‘Brincreto’: quando entulho e lixo urbano viram brinquedos

Projeto reúne crianças em um terreno em Paraisópolis para brincar duas vezes por semana

Renata Meirelles Publicado em 04.06.2018
Um menino de óculos com armação azul remexe a terra com uma enxada pequena

Resumo

Em sua primeira coluna, a pesquisadora Renata Meirelles conta a experiência do Brincreto, projeto de três jovens que se encontram com crianças para brincar sem planejamentos, sem ser aula de nada. Brincar por brincar! "De alguma forma, ali a revolução se faz".

Com uma pá de jardim, um menino de sete anos me convidava a furar os pneus do enorme trator estacionado perto do barranco. A paisagem havia mudado drasticamente com a chegada da enorme máquina. Dias antes o menino escavava a terra seca, dura e resistente, na retirada dos entulhos encravados no solo. As batidas eram firmes, decididas, e o morro cedia liberando pedaços de concreto. O suor lhe escorria nos óculos, enquanto batia a pá com persistência ou arranhava a unha nessa labuta arqueológica, de separar a terra do concreto. A vinda do trator destruiu aquele pedaço de chão erguido e desmobilizou seu trabalho; sua busca de ir no dentro do dentro.
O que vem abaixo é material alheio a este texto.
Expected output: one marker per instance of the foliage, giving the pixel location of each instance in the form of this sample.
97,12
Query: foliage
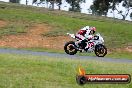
14,1
59,2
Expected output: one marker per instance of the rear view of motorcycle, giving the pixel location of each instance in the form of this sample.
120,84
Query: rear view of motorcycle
96,45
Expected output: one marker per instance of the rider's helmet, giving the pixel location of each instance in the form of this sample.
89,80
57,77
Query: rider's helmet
92,30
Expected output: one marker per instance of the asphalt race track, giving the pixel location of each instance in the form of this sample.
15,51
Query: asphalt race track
58,55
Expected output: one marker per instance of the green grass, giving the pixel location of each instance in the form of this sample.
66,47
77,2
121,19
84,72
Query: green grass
28,71
117,33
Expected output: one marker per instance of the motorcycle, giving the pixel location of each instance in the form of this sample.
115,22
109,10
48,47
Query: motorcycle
96,45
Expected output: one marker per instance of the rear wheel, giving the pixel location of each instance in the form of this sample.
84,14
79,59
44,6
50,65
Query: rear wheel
100,50
69,48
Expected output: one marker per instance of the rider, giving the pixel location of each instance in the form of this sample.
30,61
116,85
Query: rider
84,35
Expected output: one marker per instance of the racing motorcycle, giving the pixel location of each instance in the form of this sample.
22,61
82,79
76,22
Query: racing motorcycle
96,45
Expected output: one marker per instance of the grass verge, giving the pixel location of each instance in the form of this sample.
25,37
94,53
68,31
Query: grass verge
25,71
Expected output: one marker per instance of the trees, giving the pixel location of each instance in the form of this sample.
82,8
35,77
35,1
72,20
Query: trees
101,7
75,5
14,1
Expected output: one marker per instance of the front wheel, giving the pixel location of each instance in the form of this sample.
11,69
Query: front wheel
100,50
70,48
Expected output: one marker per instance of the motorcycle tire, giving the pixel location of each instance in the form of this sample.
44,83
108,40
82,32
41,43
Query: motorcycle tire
71,50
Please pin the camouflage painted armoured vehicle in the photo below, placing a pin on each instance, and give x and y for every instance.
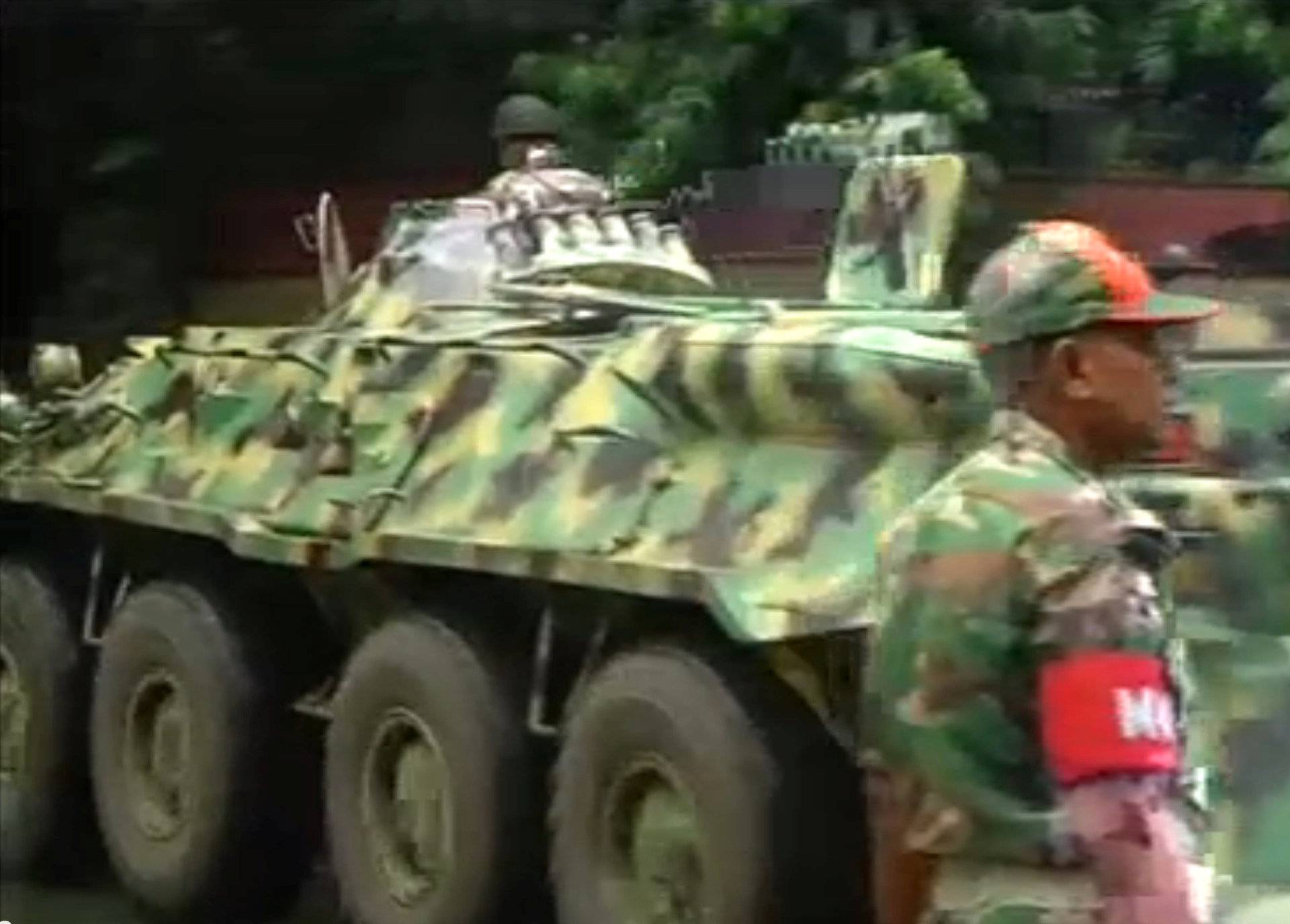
(570, 552)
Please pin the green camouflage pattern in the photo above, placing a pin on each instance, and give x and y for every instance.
(509, 394)
(1016, 559)
(896, 230)
(1060, 276)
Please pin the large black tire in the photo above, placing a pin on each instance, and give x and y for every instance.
(692, 789)
(199, 770)
(43, 784)
(419, 700)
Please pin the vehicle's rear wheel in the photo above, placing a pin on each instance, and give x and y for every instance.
(198, 766)
(43, 789)
(687, 793)
(430, 813)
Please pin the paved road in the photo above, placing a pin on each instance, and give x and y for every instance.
(102, 903)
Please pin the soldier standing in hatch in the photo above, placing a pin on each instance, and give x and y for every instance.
(1023, 695)
(527, 130)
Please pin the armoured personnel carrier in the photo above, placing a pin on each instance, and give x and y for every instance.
(527, 500)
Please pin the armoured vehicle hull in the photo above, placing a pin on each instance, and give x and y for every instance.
(524, 479)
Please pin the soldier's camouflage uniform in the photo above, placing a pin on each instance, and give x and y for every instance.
(1018, 557)
(1021, 561)
(544, 185)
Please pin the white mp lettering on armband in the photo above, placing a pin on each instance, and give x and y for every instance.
(1145, 713)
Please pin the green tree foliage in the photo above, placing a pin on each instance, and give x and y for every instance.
(667, 91)
(675, 87)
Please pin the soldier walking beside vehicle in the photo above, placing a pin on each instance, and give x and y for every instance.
(1023, 686)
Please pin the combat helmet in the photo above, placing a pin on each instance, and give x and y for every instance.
(524, 113)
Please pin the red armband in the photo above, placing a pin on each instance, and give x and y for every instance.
(1107, 712)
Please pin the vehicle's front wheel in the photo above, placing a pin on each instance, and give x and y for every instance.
(43, 792)
(683, 798)
(198, 768)
(430, 812)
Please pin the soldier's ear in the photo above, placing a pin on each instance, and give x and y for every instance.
(1070, 361)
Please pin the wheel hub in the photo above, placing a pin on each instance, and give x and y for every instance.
(158, 753)
(406, 808)
(654, 848)
(15, 718)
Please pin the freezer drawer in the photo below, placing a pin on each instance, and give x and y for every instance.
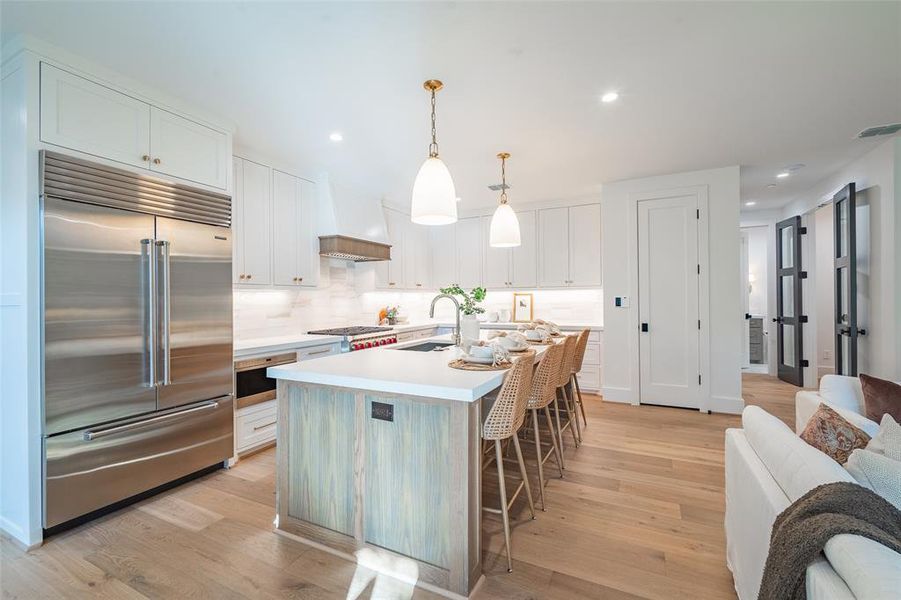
(92, 468)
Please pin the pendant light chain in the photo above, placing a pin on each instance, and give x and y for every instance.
(433, 147)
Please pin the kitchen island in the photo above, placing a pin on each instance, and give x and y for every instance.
(380, 449)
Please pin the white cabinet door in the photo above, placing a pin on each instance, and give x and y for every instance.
(495, 261)
(553, 247)
(469, 252)
(417, 257)
(285, 223)
(443, 247)
(182, 148)
(524, 258)
(238, 222)
(255, 224)
(307, 240)
(585, 245)
(88, 117)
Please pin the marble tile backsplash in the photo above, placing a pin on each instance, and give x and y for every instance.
(343, 298)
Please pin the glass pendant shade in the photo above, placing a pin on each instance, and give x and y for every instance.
(504, 230)
(434, 197)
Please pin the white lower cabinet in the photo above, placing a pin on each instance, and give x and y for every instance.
(255, 425)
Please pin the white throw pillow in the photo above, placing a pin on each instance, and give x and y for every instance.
(878, 473)
(872, 571)
(888, 440)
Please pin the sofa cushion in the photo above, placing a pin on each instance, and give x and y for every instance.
(870, 570)
(832, 434)
(796, 466)
(880, 397)
(877, 472)
(887, 441)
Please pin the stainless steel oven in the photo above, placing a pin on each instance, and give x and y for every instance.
(252, 386)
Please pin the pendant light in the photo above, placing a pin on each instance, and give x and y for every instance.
(504, 230)
(434, 197)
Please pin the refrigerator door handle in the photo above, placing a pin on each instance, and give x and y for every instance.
(100, 433)
(165, 288)
(148, 256)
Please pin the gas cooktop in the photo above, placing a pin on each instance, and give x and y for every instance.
(350, 331)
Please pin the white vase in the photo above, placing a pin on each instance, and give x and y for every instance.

O espaço é um estacionamento provisório em um vasto terreno no coração de Paraisópolis, zona sul da cidade de São Paulo. Os vestígios esquecidos no local, apontam que antes havia ali uma casa de luxo. Sobraram algumas paredes tomadas de mato, escombros de banheiros cobertos de lama, destroços da piscina, um portão de madeira maciça revestido por eras e, poucas árvores frutíferas que não foram derrubadas. Para fora desses muros, o metro quadrado é habitado por uma altíssima densidade demográfica e uma intensa ocupação territorial. Pode-se considerar que um pedaço de chão desnudo, com terra manuseável, é algo distante para as crianças do bairro. Desorganizar um chão desses é, portanto, desorganizar lembranças perdidas há gerações. Segundo a autora Jay Griffths, atualmente as crianças estão sofrendo do mais novo estado de abandono, o abandono da terra mãe.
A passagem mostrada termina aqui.